Kapten La Place dari kapal korvet La Favorite Perancis, menamai gugus kepulauan ini sebagai “Belle Isle” dalam peta yang kemudian disusunnya. “Kepulauan yang Indah” , sesuai dengan topografinya yang menyimpan kekayaan dan keindahan.
Kelompok Bunguran (Boengoeran) yang dinamai dari pulau terbesar di gugus ini, selain menyimpan keindahan alam bahari, juga memiliki vegetasi alam pegunungan yang menawan.

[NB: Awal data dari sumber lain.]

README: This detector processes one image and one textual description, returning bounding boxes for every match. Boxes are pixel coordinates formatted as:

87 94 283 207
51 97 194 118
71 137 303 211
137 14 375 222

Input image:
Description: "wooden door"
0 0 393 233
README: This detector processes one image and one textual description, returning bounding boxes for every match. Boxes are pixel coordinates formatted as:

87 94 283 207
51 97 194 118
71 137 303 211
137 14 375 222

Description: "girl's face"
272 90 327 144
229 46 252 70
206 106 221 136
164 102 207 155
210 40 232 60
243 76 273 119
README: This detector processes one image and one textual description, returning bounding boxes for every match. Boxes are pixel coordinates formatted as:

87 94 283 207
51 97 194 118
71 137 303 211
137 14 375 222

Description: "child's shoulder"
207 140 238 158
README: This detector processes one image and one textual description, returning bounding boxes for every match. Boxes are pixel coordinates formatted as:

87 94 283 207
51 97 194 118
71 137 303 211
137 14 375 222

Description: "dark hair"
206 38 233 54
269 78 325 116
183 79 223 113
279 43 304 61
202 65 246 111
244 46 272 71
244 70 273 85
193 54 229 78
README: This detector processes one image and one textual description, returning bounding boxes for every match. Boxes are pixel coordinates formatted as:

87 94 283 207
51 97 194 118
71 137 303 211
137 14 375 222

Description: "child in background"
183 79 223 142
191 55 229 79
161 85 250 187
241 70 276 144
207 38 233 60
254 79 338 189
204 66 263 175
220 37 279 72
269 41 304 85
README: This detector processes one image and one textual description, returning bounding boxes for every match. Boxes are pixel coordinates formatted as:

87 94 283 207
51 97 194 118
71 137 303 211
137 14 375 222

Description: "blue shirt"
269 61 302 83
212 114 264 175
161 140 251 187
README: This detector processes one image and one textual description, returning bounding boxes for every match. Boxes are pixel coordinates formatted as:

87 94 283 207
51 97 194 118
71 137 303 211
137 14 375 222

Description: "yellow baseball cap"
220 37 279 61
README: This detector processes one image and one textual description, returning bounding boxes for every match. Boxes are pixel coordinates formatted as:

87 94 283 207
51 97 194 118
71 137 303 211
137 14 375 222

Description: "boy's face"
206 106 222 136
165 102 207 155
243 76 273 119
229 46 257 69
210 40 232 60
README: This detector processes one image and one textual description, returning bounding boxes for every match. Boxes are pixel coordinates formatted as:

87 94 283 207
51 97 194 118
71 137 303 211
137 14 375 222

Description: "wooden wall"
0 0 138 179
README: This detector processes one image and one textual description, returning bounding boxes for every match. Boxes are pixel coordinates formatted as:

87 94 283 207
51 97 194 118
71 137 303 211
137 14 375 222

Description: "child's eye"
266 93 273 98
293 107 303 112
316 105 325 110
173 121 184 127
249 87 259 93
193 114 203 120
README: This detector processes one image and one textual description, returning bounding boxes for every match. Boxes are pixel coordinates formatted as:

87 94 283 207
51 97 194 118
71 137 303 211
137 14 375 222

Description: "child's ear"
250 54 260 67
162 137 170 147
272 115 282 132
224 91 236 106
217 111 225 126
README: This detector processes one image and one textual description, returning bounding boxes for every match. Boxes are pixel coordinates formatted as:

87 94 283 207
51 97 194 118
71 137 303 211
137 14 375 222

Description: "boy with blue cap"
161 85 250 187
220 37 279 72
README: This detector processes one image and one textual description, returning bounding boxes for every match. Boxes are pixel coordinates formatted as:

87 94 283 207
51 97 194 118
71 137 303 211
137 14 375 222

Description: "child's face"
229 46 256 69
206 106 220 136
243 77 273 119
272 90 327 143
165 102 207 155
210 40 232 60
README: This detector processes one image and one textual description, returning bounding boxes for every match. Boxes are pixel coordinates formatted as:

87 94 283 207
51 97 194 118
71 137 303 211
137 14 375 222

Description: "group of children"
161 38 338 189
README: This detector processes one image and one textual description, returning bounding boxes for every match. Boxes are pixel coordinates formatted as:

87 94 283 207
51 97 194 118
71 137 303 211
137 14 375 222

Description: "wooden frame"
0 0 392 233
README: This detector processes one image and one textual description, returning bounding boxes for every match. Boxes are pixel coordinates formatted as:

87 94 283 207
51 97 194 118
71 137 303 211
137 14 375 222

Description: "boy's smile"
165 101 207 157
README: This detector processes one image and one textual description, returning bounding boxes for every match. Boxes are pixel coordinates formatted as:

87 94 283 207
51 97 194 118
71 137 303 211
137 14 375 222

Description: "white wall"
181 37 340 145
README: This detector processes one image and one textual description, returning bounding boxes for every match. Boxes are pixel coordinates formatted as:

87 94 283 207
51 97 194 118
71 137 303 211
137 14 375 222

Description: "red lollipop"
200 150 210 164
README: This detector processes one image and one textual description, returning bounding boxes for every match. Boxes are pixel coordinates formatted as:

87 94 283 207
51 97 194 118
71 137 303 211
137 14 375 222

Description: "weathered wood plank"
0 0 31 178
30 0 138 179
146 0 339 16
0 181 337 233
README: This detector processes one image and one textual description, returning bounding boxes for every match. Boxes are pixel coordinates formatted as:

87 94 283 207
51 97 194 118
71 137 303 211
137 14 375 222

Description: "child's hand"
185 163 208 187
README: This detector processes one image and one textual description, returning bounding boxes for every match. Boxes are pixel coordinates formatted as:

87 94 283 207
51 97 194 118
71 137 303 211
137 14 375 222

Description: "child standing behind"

Dalam catatan Hasselt & Schwartz saat mengunjungi wilayah ini sekitar tahun 1894, kondisi kemasyarakatannya juga lebih maju dibanding masyarakat di dua gugus kepulauan yang telah disinggahi mereka, kelompok pulau Jemaja dan Siantan. Masyarakatnya, selain telah memiliki hubungan ekonomi yang rutin dengan Singapura hingga masyarakat pesisir di pulau Kalimantan bagian barat, juga telah mengupayakan potensi pertanian. Ada pertanian tanaman padi hingga kelapa yang sangat berkembang dan berorientasi ekspor.

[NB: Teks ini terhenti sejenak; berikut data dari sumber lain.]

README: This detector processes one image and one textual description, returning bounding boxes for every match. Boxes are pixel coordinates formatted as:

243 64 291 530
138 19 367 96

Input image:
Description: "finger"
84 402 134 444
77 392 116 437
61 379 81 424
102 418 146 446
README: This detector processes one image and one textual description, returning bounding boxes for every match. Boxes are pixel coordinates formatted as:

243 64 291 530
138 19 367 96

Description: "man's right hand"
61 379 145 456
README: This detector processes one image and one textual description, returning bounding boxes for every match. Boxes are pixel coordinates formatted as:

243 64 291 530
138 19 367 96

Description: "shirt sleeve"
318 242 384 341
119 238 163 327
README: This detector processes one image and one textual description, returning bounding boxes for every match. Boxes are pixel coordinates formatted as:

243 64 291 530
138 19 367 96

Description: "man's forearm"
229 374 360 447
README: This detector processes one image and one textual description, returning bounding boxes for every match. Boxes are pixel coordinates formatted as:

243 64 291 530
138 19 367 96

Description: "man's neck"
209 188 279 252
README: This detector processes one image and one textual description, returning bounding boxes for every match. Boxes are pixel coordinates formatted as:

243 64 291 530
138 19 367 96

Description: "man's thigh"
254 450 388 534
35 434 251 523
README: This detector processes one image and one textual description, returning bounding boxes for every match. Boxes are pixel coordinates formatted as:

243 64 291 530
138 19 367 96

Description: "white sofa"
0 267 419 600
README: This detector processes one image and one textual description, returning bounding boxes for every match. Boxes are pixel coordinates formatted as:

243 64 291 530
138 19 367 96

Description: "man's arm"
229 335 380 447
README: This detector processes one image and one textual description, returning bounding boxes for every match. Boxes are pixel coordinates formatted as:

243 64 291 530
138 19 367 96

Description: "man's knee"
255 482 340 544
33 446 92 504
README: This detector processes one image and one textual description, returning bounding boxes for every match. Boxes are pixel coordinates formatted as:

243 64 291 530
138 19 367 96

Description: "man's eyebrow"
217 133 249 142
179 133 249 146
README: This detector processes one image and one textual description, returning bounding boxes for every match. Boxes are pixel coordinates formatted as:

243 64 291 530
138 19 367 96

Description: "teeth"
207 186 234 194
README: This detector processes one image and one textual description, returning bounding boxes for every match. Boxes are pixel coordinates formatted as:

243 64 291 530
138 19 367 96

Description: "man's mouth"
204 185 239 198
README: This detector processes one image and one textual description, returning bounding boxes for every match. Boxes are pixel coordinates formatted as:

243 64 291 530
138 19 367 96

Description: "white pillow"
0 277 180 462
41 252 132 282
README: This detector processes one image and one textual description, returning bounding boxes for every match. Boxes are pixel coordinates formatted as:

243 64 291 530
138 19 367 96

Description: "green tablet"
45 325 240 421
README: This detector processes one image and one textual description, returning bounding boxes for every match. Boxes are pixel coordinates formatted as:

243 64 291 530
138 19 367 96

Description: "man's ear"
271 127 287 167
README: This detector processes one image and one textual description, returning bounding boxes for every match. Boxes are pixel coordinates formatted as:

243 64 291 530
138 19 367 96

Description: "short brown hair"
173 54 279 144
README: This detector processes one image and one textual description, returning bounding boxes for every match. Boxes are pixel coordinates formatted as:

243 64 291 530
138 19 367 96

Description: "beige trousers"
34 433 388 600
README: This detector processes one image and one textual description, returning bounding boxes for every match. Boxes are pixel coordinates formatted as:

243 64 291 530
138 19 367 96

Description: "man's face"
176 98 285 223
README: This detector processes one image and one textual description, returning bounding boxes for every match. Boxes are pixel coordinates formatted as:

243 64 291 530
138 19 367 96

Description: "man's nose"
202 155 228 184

Sisi perekonomian kelautan masyarakat juga telah memproduksi produk turunan, hingga produk kreatif kerajinan tangan. Seperti tikar pada menjelang akhir abad 19.
Rombongan Hasselt & Schwartz menjelajah lebih lama di gugus kepulauan ini dibanding wilayah sebelumnya. Mereka mendatangi, bahkan hingga belasan kampung.

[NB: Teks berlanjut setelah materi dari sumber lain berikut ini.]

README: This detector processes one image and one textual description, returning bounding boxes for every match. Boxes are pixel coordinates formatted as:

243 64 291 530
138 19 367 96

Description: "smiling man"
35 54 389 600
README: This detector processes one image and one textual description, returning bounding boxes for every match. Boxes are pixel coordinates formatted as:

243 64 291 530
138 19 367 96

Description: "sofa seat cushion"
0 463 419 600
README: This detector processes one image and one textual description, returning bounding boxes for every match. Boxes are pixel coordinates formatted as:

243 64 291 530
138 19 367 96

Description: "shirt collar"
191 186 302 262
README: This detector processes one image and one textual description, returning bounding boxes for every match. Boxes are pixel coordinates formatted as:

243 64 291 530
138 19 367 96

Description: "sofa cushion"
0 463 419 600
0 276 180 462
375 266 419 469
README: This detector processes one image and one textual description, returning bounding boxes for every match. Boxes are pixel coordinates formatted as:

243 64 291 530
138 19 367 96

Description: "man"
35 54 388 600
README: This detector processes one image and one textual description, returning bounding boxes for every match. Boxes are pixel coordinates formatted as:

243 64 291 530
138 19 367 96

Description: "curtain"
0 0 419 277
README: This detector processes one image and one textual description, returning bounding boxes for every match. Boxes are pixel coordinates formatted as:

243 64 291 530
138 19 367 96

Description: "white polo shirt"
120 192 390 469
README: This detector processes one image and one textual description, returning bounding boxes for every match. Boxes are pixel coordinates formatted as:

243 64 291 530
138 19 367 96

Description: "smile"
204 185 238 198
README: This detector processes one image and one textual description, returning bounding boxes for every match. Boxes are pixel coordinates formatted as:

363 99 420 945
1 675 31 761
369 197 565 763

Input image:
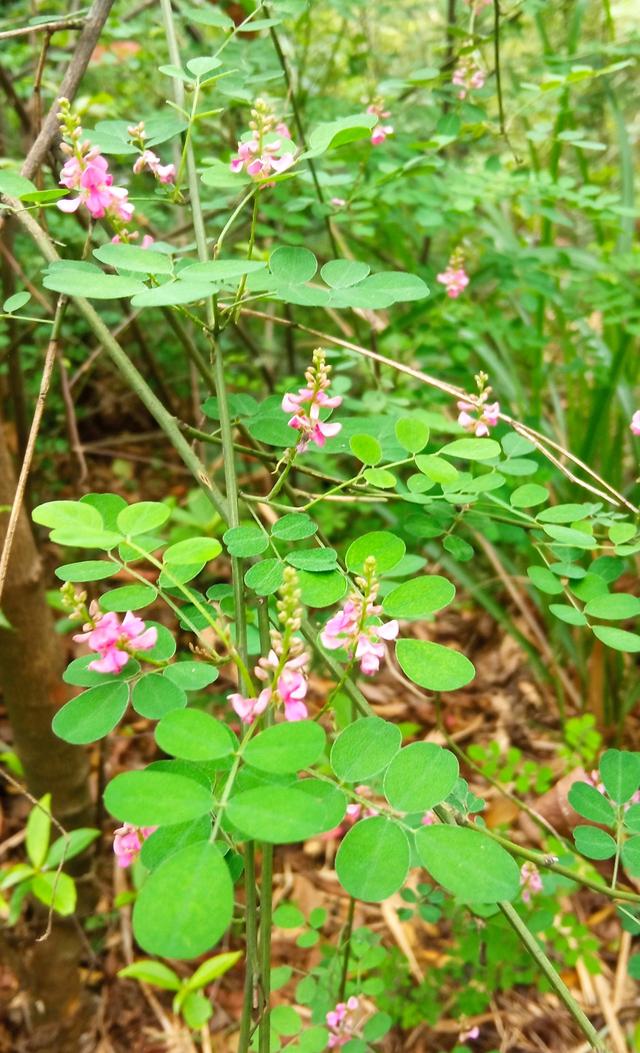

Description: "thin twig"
0 296 67 599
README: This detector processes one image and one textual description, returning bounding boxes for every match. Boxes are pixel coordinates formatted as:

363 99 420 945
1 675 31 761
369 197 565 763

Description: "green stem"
498 902 608 1053
338 896 356 1001
238 841 258 1053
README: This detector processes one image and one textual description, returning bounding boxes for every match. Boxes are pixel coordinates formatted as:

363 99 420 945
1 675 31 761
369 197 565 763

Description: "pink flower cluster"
458 400 500 439
520 862 542 903
320 559 400 676
437 260 468 300
74 611 158 673
229 121 296 179
58 152 134 222
366 102 394 146
282 350 342 454
452 61 485 99
326 995 360 1050
228 648 308 724
114 822 158 869
134 150 176 183
458 1027 480 1042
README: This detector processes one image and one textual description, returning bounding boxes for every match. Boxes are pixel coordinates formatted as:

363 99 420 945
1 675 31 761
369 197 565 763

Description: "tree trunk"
0 428 92 827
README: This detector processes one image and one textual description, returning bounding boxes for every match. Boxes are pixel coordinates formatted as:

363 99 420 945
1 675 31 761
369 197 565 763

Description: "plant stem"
238 841 258 1053
498 902 608 1053
338 896 356 1001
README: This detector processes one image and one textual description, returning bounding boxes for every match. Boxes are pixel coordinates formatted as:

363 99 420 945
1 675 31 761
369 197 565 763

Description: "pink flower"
58 151 134 222
325 995 360 1050
458 1025 480 1042
437 263 468 300
452 59 485 99
74 611 158 673
134 150 176 183
520 862 542 903
228 688 272 724
229 133 296 179
114 822 158 868
281 350 342 454
278 656 308 720
320 593 400 676
366 101 394 146
458 400 500 438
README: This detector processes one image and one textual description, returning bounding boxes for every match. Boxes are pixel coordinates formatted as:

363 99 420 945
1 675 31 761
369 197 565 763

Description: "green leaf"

Mereka mengawali pelayaran ke gugus Bunguran, dari kumpulan pulau kecil di gugus Siantan yang berbatasan dengan kelompok wilayah itu.
Simak bagian 3 dari catatan Hasselt & Schwartz pada dokumen “De Poelau Toedjoeh In Ei Et Zuidelijk Gedeelte Der Chineeschen Zee“.
PEMUKIMAN di sini lebih sedikit dan biasanya tersebar di sepanjang pantai. Di pantai berpasir, ada rumah-rumah kayu dengan atap sirap atau seng yang menunjukkan kesejahteraan penghuninya.
Menurut Pangeran, orang yang jadi pemimpin masyarakat di sini, ada goa sarang burung yang dulu dipanen masyarakat di pantai Moeboer. Tapi sekarang ditinggalkan karena takut binatang berbahaya. Walau cerita ini terdengar aneh, kami tetap mencoba ke lokasi yang ditunjukkan. Ternyata, hanya celah sempit di batu yang terkena ombak, bukan goa atau sarang burung. Pemandu kami pun bingung.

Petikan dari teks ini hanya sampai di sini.